Formal ist die berufliche Weiterbildung dann besonders effektiv, wenn Theorie und Praxis möglichst eng miteinander verknüpft sind. Eine Art dies zu realisieren ist zum Beispiel das Volontariat oder die Trainee-Stelle, die allerdings schwerpunktmäßig bei der Berufsausbildung zum Einsatz kommen. Im Rahmen der Weiterbildung kommen eher das ‚Training on the Job‘ oder die Unterweisung zum Einsatz. In Einzelfällen kann auch eine Promotion oder die Habilitation den Status einer beruflichen Weiterbildung haben.
Status beruflicher Weiterbildung in den Betrieben
Im Rahmen der zweiten europäischen Erhebung zur betrieblichen Weiterbildung (CVTS2) im Jahr 2000 schaffte es Deutschland zusammen mit Österreich, Griechenland und Polen nur in die dritte von vier Evaluations-Gruppen – hier konnte nur eine Teilnehmerquote von 30 bis 40% der beruflichen Weiterbildung nachgewiesen werden. Die erste Gruppe, in der die skandinavischen Länder, Belgien, Frankreich und Großbritannien zu finden sind, konnte dagegen eine Quote von über 50% aufweisen. Deutschland hat in diesem Bereich also noch ein wenig Nachholbedarf.
Zahlen des Instituts der Deutschen Wirtschaft zufolge gibt es keinen Betrieb in Deutschland, der sich Weiterbildungsmaßnahmen entzieht. Je nach dem wie eng man den Begriff „Weiterbildung“ fasst schrumpft diese Zahl allerdings auf 82%, 75% oder sogar nur 59%. Eine klare Abgrenzung, was als Weiterbildungsmaßnahme gilt und was nicht, gibt es leider nicht.

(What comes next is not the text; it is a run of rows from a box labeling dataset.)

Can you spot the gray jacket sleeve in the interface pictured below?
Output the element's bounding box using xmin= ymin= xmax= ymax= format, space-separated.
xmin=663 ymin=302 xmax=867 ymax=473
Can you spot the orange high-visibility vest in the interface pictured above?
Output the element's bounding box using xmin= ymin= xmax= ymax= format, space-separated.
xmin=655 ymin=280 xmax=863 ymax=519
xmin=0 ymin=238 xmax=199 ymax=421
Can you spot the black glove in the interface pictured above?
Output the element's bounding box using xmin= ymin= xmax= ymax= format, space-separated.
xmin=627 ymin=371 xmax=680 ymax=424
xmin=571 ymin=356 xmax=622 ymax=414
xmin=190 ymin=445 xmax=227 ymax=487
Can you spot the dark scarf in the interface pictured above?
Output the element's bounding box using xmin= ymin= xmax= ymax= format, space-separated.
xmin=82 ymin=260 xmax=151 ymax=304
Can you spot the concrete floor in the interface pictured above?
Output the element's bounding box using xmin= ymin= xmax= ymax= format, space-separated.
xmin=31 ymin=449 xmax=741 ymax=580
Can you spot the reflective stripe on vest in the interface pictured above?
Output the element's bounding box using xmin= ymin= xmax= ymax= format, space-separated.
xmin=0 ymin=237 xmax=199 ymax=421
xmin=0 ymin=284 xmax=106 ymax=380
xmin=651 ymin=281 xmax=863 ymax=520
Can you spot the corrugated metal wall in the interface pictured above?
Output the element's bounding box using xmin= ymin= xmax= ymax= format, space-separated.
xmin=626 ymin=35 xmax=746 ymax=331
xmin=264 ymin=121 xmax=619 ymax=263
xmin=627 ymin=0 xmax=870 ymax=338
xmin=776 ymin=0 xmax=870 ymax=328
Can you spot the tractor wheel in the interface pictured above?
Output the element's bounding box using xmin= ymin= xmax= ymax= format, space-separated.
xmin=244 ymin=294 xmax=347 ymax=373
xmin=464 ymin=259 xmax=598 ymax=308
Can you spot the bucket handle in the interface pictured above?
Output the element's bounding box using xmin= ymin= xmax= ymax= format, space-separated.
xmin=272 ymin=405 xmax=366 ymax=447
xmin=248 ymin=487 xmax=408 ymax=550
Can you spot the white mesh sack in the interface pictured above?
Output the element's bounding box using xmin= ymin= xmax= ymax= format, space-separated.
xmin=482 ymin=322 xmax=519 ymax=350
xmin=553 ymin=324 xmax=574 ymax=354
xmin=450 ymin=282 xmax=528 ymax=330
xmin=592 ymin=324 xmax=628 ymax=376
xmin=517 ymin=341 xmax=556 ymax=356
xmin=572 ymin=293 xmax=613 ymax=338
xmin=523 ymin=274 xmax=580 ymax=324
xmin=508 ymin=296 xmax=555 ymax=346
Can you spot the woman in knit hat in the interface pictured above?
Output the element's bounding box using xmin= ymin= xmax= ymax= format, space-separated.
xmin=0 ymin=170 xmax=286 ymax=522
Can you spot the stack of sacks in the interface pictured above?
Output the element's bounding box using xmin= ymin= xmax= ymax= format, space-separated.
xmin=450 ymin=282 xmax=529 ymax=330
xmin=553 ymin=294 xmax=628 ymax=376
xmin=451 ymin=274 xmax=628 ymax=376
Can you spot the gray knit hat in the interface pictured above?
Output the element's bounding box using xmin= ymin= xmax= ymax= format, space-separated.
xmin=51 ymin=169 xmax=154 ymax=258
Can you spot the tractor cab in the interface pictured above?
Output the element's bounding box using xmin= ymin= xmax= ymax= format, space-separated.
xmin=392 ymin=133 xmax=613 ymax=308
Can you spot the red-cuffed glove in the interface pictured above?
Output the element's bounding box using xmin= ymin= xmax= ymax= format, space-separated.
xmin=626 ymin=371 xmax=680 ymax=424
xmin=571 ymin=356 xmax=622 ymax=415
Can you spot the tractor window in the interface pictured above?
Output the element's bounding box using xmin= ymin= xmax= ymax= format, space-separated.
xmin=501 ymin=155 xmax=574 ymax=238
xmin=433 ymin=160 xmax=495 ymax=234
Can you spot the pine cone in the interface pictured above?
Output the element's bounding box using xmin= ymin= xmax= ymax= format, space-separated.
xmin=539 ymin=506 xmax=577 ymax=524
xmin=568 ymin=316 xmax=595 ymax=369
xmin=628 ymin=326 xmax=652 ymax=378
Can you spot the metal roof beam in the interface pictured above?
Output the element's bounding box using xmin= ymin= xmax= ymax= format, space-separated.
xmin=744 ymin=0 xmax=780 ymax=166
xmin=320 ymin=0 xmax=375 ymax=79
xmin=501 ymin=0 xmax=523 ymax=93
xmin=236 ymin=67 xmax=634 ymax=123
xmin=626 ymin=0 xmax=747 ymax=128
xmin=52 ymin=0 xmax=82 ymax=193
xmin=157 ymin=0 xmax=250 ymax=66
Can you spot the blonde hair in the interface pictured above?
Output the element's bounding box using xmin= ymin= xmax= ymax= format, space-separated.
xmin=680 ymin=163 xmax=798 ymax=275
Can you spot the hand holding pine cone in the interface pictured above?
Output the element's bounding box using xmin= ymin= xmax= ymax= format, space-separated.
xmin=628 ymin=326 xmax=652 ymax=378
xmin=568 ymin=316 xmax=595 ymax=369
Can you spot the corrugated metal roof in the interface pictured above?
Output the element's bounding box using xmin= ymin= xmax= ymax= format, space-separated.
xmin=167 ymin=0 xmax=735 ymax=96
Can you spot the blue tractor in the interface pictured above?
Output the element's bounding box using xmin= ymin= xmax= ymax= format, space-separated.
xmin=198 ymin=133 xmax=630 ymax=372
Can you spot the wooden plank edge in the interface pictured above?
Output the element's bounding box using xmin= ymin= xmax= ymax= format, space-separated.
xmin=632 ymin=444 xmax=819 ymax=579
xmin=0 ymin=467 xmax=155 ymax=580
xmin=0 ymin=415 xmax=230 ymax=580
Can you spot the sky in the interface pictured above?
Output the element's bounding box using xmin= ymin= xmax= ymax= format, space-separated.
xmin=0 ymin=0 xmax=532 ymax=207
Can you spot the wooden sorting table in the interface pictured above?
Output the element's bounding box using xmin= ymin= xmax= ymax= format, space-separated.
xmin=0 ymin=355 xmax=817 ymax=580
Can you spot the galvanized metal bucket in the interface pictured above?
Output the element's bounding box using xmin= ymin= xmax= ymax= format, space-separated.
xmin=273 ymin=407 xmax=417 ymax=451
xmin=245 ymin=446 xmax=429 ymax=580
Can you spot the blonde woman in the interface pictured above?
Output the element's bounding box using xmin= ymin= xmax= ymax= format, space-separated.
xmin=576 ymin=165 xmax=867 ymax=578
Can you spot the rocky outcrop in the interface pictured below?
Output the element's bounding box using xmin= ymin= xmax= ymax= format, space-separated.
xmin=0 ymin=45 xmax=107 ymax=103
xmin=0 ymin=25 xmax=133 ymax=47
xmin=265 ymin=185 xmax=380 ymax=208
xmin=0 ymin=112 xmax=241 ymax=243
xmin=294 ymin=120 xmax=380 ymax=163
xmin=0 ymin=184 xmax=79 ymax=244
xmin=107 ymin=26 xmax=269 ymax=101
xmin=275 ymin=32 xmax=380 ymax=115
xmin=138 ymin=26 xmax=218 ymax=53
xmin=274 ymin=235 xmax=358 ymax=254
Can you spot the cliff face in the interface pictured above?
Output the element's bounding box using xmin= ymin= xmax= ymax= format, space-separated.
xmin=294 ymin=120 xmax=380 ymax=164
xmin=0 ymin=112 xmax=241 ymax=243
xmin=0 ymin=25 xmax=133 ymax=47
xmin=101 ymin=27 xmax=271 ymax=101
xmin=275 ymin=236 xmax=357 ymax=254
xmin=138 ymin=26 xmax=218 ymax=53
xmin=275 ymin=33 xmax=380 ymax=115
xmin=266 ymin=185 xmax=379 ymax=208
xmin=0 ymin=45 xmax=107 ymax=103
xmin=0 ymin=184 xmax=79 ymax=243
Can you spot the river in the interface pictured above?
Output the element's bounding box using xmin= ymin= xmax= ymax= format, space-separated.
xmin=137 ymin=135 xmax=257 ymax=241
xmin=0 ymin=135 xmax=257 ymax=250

Zählt man zu diesem Begriff allerdings nur die ‚wirklichen‘ – also die explizit initiierten Maßnahmen – kann man feststellen, dass etwa 51% der Kleinbetriebe (mit weniger als 20 Mitarbeitern) und 100% der Großbetreibe mit mehr als 1.000 Mitarbeiten entsprechende Maßnahmen durchführen. Zudem sin Weiterbildungsangebote branchenabhängig. Je nach Betreib und Berufszweig wird entschieden ob und in welchem Maße Fortbildungen nötig sind. Führend sind hier die Kreditinstitute, der Bereich Verkehrs- und Nachrichtenübermittlung bildet das Schlusslicht. Außerdem sind für Weiterbildungsmaßnahmen in deutschen Betrieben folgende Punkte charakteristisch:
- Die Wahrscheinlichkeit für die Teilnahme an einer Weiterbildungsmaßnahme steigt mit der Höhe der beruflichen Stellung gering Qualifizierte haben im Betrieb so gut wie keine Chance durch Bildung aufzusteigen.
- Teilnahmequoten zeigen, dass mehr Männer als Frauen an Weiterbildungsmaßnahmen teilnehmen.
- Insgesamt nehmen eher jüngere Angestellt an Fortbildungen teil.
Damit kommen berufliche Weiterbildungen in Deutschland nicht ihrem Auftrag der sozialen Integration nach – teilweise wird dem sogar mehr entgegen gewirkt.
Insgesamt stellen die wenigsten Unternehmen einen Weiterbildungsplan oder befassen sich in einem gesonderten Arbeitsbereich mit dem Thema. Häufig hat berufliche Weiterbildung eher den Status eines notwendigen Übels als einer Chance.